Ignoring some of the more tangible benefits of these competitions – namely trophies, recognition and occasionally cash prizes – case competitions greatly expand students’ practical experience. Teams must take classroom knowledge and apply it in a real world scenario presented in the case. Students are required to analyze the case to make a recommendation entirely without guidance. This means teams must learn to identify and address issues on their own, while relying heavily on teamwork.

For those business students who think they know their formulas or guidelines; they’re in for a rude awakening, as the classroom concepts only provide the foundation for a team’s case analysis.

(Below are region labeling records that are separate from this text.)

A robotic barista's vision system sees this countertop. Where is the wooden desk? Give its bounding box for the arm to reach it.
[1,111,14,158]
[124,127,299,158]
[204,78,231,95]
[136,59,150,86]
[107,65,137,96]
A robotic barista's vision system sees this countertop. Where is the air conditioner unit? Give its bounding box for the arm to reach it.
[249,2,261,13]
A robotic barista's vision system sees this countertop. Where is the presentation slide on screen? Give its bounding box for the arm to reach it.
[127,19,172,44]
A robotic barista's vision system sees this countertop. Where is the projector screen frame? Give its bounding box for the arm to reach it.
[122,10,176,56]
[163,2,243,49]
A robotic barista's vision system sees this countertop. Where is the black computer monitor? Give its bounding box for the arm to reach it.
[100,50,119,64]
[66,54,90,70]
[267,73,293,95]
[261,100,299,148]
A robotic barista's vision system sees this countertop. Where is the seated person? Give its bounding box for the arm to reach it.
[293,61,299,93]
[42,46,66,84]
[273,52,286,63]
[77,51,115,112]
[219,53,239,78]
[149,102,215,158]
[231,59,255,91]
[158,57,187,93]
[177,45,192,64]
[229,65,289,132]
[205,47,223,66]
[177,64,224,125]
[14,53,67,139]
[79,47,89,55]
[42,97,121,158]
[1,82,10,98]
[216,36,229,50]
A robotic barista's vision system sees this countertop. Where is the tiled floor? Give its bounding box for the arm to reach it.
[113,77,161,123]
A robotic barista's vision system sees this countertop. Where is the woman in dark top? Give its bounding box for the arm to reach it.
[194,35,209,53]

Despite the difficulty, and the often gutwrenching fear in presenting an analysis and recommendation to the panel of judges – often industry experts and executives – these competitions are an amazing opportunity for business students.

Those interested in learning more about the different competitions are encouraged to speak with their instructors or program assistants. Competitions run every year, so there is always an opportunity to compete.